Autre problème: le fait d’avoir ordonné la fermeture des hammams publics, va certainement éviter la propagation du virus, mais va poser un sérieux problème pour une catégorie non négligeable de citoyens qui ne possèdent pas de salle de bain là où ils habitent. A l’instar des Chinois, le gouvernement aurait dû faire construire en quelques jours des douches en préfabriqués aux côtés des hammams. C’est là aussi une question d’hygiène, qui est à la source de l’apparition du coronavirus en Chine.

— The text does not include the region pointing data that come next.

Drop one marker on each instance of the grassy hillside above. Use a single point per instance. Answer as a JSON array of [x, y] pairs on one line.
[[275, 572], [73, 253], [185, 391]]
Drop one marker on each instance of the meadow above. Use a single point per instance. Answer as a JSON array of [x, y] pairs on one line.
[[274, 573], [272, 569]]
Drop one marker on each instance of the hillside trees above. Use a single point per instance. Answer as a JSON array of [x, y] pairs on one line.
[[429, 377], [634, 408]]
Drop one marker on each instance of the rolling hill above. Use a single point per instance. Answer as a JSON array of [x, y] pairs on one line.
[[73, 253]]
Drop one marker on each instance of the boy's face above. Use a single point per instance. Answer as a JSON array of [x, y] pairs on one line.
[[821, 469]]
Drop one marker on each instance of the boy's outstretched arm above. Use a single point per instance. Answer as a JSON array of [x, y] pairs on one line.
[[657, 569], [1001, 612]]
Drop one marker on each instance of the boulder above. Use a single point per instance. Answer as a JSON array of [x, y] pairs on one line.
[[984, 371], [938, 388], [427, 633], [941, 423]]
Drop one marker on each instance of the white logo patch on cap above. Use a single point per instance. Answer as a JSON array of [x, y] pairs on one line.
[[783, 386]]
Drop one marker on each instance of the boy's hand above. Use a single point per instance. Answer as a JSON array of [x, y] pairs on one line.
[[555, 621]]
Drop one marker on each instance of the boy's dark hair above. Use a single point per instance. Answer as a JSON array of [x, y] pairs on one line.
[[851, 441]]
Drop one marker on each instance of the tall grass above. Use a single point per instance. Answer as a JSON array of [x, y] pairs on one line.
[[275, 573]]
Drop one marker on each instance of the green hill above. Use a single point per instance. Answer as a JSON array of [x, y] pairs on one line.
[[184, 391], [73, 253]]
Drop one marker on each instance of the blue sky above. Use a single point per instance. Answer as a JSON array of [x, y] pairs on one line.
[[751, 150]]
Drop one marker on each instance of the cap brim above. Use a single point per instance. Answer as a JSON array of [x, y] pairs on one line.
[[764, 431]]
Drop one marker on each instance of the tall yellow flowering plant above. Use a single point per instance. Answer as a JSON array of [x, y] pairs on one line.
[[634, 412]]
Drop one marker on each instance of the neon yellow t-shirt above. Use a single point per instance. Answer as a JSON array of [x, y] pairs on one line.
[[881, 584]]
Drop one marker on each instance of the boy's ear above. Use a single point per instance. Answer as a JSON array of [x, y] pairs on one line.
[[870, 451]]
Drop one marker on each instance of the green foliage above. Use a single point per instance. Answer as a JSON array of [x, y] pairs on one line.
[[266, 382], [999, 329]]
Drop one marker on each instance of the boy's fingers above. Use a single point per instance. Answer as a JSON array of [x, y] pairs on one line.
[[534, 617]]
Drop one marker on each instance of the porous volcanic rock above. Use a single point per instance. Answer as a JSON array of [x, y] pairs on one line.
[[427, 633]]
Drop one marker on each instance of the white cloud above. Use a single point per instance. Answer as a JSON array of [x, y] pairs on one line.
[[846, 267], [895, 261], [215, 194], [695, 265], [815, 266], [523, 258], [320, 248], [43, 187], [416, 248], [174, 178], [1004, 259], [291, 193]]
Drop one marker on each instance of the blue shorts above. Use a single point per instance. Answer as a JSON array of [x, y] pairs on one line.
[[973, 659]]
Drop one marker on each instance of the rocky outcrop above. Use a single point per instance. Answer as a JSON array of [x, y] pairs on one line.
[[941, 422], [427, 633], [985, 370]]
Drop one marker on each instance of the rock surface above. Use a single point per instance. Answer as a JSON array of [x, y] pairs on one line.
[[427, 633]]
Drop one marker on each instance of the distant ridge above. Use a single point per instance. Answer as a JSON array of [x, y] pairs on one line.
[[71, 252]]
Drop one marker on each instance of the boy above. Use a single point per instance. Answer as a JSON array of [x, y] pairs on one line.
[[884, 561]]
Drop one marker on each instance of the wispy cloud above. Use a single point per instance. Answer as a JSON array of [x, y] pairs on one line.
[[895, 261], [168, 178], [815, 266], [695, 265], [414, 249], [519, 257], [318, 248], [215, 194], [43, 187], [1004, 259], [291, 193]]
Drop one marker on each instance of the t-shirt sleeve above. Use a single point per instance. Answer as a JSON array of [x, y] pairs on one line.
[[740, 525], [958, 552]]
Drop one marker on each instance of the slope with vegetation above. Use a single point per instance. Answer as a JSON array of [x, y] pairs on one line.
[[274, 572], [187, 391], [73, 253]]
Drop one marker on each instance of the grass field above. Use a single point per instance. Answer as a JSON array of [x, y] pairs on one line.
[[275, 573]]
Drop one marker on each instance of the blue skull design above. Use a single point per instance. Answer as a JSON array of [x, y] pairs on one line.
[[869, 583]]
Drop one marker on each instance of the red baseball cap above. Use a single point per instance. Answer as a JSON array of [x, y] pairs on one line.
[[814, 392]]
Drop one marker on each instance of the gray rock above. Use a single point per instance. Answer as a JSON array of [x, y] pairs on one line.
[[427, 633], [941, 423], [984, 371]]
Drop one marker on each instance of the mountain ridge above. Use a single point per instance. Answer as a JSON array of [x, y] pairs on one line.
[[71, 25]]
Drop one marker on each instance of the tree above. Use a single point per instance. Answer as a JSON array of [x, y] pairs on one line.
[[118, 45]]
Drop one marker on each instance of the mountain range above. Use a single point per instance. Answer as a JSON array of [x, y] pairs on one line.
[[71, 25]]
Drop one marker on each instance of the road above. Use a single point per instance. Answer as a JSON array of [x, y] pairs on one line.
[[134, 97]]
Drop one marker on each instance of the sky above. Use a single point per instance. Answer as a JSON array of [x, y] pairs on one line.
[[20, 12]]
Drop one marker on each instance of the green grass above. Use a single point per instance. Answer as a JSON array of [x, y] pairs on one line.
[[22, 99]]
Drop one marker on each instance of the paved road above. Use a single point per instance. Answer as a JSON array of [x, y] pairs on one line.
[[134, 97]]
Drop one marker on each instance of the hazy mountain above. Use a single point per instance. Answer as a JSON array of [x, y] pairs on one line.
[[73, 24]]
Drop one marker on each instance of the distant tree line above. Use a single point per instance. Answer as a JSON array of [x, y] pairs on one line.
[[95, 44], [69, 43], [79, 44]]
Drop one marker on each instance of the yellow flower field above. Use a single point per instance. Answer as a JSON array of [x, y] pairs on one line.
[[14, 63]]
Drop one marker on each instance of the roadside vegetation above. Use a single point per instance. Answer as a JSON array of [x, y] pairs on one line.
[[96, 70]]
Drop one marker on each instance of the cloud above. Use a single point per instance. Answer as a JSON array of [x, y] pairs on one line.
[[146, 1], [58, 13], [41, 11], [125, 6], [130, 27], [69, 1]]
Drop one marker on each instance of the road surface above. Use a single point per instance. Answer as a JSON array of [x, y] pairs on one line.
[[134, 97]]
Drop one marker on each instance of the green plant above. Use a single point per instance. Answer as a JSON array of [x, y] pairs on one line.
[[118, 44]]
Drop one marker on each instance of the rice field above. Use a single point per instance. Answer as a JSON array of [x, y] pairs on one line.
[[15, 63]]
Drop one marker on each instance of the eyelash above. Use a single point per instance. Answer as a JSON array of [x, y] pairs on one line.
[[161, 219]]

L’économie va subir un grand traumatisme. Cela concerne tous les pays qui ont été touchés par le virus. La France a dégagé 45 milliards d’Euros pour venir en aide aux petites entreprises, aux professions libérales, aux petits commerces, etc. Trump, lui, qui se moquait du virus il y a à peine un mois, a dû promettre mille milliards de dollars d’aide. Mille dollars seraient distribués aux victimes collatérales de l’épidémie. Le Maroc a rassemblé quelques 25 milliards de dirhams. Des personnes fortunées ont donné des sommes importantes. Encore faut-il que cet argent soit bien distribué, et qu’aucune tentative de détournement ne puisse exister. D’ores et déjà, une bonne partie de cette somme devrait être mise de côté pour réparer l’hôpital public. Avec tous ces milliards, il y a de quoi doter le Maroc d’infrastructures sanitaires capables de répondre aux demandes des citoyens qui n’ont pas les moyens de s’adresser aux cliniques. Le reste devrait être distribué aux pauvres qui travaillent de manière informelle, au jour le jour. Il faut distribuer des produits de première nécessité aux plus démunis.
Reste enfin, la leçon. Quelle leçon tirer de cette catastrophe planétaire?
1-La mondialisation arrange les intérêts du capitalisme sauvage et appauvrit les petits producteurs.
2- L’argent a pris une telle dimension dans les relations entre les Etats qu’aucune autre valeur n’a trouvé sa place. D’où la progression d’une grande violence entre les individus.
3- La tendance vers la spiritualité, vers l’humain, vers la solidarité a été très faible et a été combattue par la finance et l’économie du libéralisme sauvage. Première victime: l’environnement maltraité, hyper-exploité et cassé par la rapacité de l’homme.
4- La religion, au lieu d’être un repère des valeurs de paix et de réconciliation, a été utilisée par des marchands du temple dont le but est d’arriver au pouvoir en comptant sur la foi des braves gens. Ces opportunistes et manipulateurs devraient être mis hors d’état d’exercer un quelconque pouvoir.
Le virus est un révélateur de ce que l’homme est capable de faire à l’homme. Peut-être que le Maroc sortira de cette épreuve grandi, parce que la prise de conscience des citoyens et la manière civique et rigoureuse de la lutte contre le virus, auront évité à ce pays le grand malheur de la désolation, de la mort des innocents et de la destruction de son économie. Une réflexion approfondie devrait être entamée. Ce qui amènera certainement des changements importants dans les mentalités et dans le comportement du Marocain, quelles que soient sa classe sociale, sa foi, sa destinée.